You need to remove snapshots starting with the snapshot CLOSEST to the base disk.. that is, the snapshot nearest the top of the list in the snapshot manager window. This will minimize the need for free space during the snapshot removal process.
If you followed Choppers method, you'd need a ton of free space available in order to remove all the snapshots successfully - something you probably don't have if you are looking at a chain of 15 open snapshots!
Think about it... only disk changes since the base disk are stored in the first snapshot file. The second snapshot file contains changes since the first snapshot file. The 3rd snapshot only contains changes since the 2nd snap file.

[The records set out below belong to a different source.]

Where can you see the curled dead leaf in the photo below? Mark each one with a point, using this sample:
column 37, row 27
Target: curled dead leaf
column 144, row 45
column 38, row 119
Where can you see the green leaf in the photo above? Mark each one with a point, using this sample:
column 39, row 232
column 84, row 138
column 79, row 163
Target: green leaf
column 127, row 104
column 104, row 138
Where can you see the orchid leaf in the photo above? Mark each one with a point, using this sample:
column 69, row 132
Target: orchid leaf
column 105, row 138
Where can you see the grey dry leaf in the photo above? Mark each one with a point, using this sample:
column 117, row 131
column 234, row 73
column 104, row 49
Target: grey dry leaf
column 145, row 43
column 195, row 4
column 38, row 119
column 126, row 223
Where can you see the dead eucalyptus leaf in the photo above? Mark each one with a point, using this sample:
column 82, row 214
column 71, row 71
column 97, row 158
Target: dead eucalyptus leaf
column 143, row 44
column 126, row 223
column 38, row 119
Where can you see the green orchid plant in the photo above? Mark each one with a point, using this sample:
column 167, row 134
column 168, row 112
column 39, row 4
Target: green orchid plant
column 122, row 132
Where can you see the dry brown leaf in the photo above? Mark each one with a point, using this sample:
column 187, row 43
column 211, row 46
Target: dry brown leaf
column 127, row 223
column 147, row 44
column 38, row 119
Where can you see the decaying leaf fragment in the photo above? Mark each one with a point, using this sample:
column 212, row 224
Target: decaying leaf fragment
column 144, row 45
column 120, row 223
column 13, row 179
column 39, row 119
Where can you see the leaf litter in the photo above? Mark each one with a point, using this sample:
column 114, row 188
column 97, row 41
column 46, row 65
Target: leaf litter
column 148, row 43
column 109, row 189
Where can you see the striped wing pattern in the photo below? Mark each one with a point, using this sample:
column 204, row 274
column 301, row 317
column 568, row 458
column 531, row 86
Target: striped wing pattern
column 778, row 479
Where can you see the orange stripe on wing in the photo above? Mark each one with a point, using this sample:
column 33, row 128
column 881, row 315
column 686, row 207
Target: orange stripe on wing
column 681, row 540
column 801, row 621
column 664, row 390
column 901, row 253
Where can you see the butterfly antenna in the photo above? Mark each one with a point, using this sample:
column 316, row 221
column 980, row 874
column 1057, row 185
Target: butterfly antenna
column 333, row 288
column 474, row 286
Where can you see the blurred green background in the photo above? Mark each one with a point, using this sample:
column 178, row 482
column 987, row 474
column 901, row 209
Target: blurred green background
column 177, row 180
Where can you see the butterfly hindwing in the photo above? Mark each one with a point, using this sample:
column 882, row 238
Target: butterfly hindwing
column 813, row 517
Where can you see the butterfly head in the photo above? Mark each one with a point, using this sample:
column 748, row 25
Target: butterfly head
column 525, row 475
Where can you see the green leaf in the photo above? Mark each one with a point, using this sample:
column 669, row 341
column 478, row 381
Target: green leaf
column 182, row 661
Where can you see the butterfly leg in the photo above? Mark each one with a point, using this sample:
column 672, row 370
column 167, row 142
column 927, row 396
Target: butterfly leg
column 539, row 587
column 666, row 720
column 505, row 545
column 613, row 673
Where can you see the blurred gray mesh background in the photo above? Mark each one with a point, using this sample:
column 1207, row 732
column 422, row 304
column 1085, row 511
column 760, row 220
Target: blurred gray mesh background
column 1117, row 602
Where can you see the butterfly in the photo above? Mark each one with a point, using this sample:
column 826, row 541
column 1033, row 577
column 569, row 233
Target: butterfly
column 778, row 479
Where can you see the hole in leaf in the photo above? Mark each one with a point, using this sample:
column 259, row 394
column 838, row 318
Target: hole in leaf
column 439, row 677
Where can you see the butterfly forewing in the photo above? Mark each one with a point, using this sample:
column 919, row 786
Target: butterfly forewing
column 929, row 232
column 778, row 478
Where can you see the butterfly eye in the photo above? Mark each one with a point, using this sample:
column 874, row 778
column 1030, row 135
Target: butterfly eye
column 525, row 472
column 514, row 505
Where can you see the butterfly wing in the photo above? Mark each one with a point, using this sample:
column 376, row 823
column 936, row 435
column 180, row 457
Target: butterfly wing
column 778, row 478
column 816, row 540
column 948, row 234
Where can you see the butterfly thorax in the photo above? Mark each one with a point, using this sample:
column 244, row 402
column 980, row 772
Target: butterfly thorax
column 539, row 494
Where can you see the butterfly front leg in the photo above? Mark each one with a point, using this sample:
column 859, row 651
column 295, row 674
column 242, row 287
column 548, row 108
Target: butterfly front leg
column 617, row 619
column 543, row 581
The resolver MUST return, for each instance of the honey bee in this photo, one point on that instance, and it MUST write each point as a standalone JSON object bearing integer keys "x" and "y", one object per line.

The base disk file will NEVER get larger than it's allocated size. Each snapshot file can grow to be the same size as the base disk. See example below
base disk (100 GB)
- snap1 (5 GB)
- snap2 (3 GB)
- snap3 (15 GB)
All the changed disk block that have been stored in snap1 are contained in the base disk. It's just that these blocks have changed since the snapshot was started so they're stored in the snap1 file.
Conversely, the snap3 file is 15 GB and all it's changes cannot possibly be contained in the smaller 3GB snap2 file. If you delete the snap3 snapshot first, it's changes will be merged into the snap2 file. The smallest that snap2 could possibly be is 12 GB after this process and that's assuming that 3 GB of the changes in the snap3 file are the exact same disk blocks in the snap2 file. This is best case scenario.
To make matters worse, during the removal of the snap3 snapshot, the snap3 file remains on the datastore until the snapshot has successfully been removed. Thus, the best case scenario is that you'll use at least 12GB of MORE DISK space in order to remove the snap3 snapshot... but you'll probably need more than that.
That's why you start deleting snapshots closest to the base disk because the base disk file will never grow larger (unless it was thin-provisioned, but that's a different can of worms).